De esta manera, impide experiencias emocionales potencialmente creativas. Términos como terror sin nombre y miedo sub-talámico fueron utilizados, por intento, por Bion, en otros momentos, para aproximar esta condición.

Palabras clave: Consciencia; Superyo; Superyo arcaico; Mente primordial; Bion.


ABSTRACT

On studying the supervisions given by Bion in 1978 in São Paulo, Brazil, one of the present authors (JAJM) identified references to a mental configuration, colloquially named by Bion as primitive conscience. Reviewing his articles and seminars from that time period, it was possible to identify this idea in different occasions. This concept, developed over Bion’s last years of life (1976-1979), is part of an important addition to the model of the mind developed by him. At that time, he formulated conjectures about a primordial mind, developed before birth, which would remain unchanged and active after that. Withthis hypothesis, Bion drew our attention to the earliest stages of the development of the mind, to somatic imprintings associated with organs (thalamus and adrenal) that are ready to act early in the body, before the cerebral cortex is prepared for records with mental potentiality.
In this context, Bion conjectured that very primitive feelings of guilt, capable of triggering cruel sanctions to a fatal point, would give base to a primitive conscience. This conscience does not consider experience to indicate choices, but rather, imposes rules. This way, it vetoes emotional experiences potentially capable of leading to mental growth. Terms such as nameless dread and sub-thalamic fear were tentatively used by Bion in different moments to approach this condition.

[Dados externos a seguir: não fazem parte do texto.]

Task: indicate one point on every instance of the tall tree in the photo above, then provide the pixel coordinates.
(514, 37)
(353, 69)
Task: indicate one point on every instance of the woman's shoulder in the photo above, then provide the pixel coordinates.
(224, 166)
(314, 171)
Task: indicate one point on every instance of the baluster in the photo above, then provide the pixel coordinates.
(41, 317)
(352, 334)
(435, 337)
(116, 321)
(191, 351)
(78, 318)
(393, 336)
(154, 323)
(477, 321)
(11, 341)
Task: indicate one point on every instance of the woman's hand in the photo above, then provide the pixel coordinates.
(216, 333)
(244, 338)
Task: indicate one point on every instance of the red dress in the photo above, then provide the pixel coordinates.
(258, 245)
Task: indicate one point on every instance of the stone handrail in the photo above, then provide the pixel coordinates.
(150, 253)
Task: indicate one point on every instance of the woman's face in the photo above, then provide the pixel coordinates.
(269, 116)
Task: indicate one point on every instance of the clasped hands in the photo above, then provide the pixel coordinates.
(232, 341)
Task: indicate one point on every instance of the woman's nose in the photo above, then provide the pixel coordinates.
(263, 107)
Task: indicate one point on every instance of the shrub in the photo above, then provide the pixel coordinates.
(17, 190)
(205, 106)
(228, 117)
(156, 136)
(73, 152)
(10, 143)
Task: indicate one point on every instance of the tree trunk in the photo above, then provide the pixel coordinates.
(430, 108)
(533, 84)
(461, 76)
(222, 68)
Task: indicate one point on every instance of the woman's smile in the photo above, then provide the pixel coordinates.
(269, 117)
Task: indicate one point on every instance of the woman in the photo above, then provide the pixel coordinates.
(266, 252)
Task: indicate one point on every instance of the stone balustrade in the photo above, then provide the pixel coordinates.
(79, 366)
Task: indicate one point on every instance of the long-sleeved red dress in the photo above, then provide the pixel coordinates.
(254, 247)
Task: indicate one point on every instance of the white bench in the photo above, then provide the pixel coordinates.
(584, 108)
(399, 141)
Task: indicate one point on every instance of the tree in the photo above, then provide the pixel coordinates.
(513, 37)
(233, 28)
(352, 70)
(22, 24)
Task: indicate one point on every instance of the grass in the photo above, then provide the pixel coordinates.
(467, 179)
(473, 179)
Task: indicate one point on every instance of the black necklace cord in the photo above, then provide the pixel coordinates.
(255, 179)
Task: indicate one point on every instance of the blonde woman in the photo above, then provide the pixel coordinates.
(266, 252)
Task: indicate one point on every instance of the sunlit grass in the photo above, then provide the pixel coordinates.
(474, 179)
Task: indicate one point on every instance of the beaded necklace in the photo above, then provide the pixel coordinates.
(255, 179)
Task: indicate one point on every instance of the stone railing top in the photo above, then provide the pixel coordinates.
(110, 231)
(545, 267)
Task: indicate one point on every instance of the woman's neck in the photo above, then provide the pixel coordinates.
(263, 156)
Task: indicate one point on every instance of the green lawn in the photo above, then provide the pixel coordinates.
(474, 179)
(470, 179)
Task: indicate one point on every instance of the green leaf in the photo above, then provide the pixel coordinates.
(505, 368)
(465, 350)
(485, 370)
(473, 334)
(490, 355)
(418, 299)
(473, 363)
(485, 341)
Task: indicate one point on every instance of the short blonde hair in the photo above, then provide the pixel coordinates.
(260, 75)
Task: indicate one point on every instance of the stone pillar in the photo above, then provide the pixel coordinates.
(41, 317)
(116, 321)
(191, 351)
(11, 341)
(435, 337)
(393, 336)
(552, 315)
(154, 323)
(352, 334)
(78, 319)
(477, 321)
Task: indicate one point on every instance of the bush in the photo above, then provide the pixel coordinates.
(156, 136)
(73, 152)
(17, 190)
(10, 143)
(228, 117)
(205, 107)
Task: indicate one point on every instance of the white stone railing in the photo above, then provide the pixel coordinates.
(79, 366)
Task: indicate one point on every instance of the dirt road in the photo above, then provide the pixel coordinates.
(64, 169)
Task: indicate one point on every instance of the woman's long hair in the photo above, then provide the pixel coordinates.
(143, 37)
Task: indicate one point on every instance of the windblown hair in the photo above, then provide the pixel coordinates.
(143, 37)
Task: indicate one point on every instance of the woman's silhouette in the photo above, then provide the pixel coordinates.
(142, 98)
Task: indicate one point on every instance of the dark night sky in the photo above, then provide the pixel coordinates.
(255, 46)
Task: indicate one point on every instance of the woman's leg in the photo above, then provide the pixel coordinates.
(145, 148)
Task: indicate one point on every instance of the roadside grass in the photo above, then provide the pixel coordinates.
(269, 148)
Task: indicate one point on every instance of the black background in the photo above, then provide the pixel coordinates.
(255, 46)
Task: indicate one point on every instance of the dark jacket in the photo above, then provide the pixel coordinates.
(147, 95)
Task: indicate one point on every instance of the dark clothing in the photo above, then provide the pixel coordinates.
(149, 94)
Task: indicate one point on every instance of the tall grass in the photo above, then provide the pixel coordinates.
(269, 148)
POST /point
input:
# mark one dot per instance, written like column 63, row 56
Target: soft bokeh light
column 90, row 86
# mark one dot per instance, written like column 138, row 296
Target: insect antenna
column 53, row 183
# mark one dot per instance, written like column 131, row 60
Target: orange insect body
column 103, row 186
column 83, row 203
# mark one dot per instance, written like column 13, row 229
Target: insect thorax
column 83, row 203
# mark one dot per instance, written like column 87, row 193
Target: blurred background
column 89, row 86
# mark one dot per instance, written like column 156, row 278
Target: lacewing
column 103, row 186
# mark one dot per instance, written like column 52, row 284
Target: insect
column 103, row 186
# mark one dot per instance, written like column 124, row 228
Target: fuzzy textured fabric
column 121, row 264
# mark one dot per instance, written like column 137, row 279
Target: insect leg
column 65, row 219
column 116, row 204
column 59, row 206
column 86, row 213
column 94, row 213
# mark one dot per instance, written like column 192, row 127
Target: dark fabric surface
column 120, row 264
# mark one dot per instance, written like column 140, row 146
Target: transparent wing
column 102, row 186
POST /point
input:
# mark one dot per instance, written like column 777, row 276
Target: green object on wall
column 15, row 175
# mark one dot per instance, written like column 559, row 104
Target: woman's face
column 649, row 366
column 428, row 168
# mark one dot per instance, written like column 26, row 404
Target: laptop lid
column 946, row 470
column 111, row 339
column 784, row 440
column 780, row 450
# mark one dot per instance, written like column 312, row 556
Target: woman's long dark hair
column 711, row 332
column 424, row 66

Keywords: Conscience; Superego; Archaic superego; Primordial mind; Bion.


 

 

(…) parece existir uma forma de moral inata, da maneira com que, por exemplo, a Igreja Católica Romana chama de Pecado Original. (…) Nascemos com um sentimento de culpa, nascemos com isto que um dia se tornará uma forma de consciência moral.

W.R. Bion (São Paulo, 1978, supervisão S123).

 

Trinta anos após a sua morte, as contribuições de Bion à psicanálise continuam contendo pensamentos que ainda aguardam para serem pensados. Este trabalho testemunha este fato. Estudando supervisões realizadas por Bion (1973, 1974, 1975 e 1978) no Brasil, um dos presentes autores (JAJM), teve sua atenção despertada por referências a uma configuração específica no complexo funcionamento do psiquismo, para a qual Bion utilizou a expressão primitive conscience.4

Referindo-a como “… uma situação que surge frequentemente em muitas análises diferentes”, Bion descreveu-a coloquialmente como um sentimento básico de culpa, encobrindo um estado de intenso terror. Fica acessível indiretamente através de cuidados tomados pelo indivíduo para evitar despertá-la, ou diretamente como autoódio (1985a). Nas supervisões que destacamos, Bion apontou-a em impedimentos ao desenvolvimento do self e em proibições a vivências prazerosas, sexuais, assim como alertou para sua periculosidade, podendo conduzir o indivíduo ao suicídio.5

Bion conjecturou estar esta consciência moral primitiva associada a registros talâmicos e glandulares de experiências ocorridas ainda antes do nascimento. Esta condição primitiva, caracterizada por impor apenas o que não deve ser feito, aponta sua anterioridade ao aprender com a experiência.6 Este caráter inato é também destacado pela analogia com o Pecado Original.7 Outras tentativas de denominação, medo talâmico e medo subtalâmico (1988c), chamam a atenção para sua base somática. Os conceitos anteriores de terror sem nome (1988c) e mudança catastrófica (1966),8 parecem-nos tentativas prévias de formular a experiência da mente desenvolvida, ao não conseguir continência para estes registros primordiais.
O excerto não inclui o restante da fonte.